父は明智光秀――本能寺の変で主君・織田信長を死に追いやったことであまりにも有名な明智光秀だ。
そのせいもあって、彼女は少なからず日陰の生活を送らなければならなかった。
本能寺の変後、本来は縁が深かった明智につかず羽柴(豊臣)秀吉についた細川忠興としては妻である彼女をそのままそばにおいておくわけにいかず、2年にわたって丹後の味土野に閉じ込めてしまったのである。
それでは忠興からガラシャへの愛情は薄かったのかといえばそんなこともなく、「庭先から彼女を見た職人が忠興の怒りを買い、首を切られた」などというエピソードもあって、むしろ愛は重かったらしい。このような狭苦しい状況に嫌気をさしたせいなのか、彼女は神の道に救いを見出した。
キリシタン禁令をものともせずに洗礼を受け、「ガラシャ」の霊名を持つキリシタンとなったのである。
そんな彼女に生涯最大の危機が訪れたのは1600年(慶長5年)、夫が徳川家康に付き従って上杉景勝討伐に出かけていたときのことだ。
この時期、ガラシャをはじめとする大名の家族たちは大坂城下の屋敷に住まわせられていた。実質的な人質である。
そして、家康不在を好機と見た石田三成が挙兵し、関ヶ原の役が始まる。
三成はさっそく彼女たちを人質として活用するべく、まず最初にガラシャに対して「大坂城にくるように」と使者を送った。
名門・細川氏を押さえることの意味も大きかったろう。
これに対し、ガラシャは断固拒否の態度をとった。
出発前の忠興が「人質にならないよう気をつけろ」と注意を促していた、ともいう。
家臣は脱出も促したがガラシャは首を振らず、ついに三成の手勢が屋敷を囲むと、娘たちを逃した上で驚くべき行動に出た。

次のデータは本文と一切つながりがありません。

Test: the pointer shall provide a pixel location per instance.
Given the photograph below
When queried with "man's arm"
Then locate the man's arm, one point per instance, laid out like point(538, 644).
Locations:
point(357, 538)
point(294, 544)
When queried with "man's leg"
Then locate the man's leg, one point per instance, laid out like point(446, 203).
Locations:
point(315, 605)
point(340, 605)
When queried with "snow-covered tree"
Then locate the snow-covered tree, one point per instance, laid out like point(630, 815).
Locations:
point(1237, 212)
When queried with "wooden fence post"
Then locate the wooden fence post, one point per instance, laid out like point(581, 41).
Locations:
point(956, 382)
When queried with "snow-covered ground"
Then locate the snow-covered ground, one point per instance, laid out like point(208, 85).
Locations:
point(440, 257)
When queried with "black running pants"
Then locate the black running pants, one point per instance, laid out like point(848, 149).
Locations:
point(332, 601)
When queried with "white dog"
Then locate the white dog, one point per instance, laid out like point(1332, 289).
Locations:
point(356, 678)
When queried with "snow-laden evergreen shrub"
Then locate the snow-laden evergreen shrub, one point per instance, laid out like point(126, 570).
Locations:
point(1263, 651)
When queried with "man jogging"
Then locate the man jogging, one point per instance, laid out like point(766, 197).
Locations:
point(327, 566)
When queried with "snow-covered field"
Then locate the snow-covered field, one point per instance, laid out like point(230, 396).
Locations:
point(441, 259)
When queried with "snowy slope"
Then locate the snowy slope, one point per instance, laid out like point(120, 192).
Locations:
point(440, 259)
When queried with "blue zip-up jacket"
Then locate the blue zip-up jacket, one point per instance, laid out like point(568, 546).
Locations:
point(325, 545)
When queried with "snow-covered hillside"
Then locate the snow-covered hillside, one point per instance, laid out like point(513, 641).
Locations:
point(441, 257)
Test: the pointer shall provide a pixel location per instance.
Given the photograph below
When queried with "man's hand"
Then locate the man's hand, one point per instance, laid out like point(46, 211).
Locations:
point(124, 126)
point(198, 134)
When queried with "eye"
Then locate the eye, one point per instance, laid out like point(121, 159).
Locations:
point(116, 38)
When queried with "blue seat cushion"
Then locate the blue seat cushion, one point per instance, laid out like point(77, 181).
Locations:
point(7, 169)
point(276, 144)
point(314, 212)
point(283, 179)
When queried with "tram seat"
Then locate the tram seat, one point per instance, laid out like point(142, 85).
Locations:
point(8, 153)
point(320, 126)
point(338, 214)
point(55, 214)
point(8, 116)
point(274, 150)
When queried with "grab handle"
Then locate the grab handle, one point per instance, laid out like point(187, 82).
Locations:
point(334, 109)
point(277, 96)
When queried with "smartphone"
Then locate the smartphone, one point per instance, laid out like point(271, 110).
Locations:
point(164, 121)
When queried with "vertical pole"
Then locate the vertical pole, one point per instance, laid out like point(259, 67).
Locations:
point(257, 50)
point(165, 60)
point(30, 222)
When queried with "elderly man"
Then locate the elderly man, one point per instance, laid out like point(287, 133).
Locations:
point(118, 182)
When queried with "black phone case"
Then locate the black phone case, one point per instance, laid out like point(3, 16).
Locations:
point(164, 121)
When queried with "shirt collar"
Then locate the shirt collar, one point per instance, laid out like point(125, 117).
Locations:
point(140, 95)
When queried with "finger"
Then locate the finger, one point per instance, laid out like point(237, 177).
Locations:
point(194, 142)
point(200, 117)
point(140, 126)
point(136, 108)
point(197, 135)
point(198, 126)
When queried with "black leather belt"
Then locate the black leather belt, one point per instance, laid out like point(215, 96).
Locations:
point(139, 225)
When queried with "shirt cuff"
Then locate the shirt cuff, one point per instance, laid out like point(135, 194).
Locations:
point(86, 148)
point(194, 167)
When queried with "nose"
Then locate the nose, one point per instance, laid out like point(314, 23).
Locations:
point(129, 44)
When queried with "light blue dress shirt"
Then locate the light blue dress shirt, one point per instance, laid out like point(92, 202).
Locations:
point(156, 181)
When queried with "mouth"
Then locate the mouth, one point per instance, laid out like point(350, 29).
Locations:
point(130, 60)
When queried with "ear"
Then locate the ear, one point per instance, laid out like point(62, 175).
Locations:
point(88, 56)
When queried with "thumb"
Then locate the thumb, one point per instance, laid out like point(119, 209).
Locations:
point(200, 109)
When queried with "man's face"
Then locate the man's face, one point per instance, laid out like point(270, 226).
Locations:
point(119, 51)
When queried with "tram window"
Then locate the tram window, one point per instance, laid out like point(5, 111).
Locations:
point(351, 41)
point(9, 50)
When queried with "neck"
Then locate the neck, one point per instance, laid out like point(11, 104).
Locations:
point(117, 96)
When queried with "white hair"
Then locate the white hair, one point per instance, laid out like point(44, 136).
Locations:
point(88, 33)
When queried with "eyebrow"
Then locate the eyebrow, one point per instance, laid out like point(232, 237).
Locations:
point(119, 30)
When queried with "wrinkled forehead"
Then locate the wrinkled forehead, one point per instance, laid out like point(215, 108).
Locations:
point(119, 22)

なんと家臣に長刀で自分の胸を突かせ、屋敷に火を放たせたのである。
キリシタンには自害が許されなかったため、このような形で死を選んだのだという。
家のためか、夫のためか、それとも信仰のためか――ガラシャの行動の真意を知るすべはもはやないが、その悲劇は長く伝えられることとなったのである。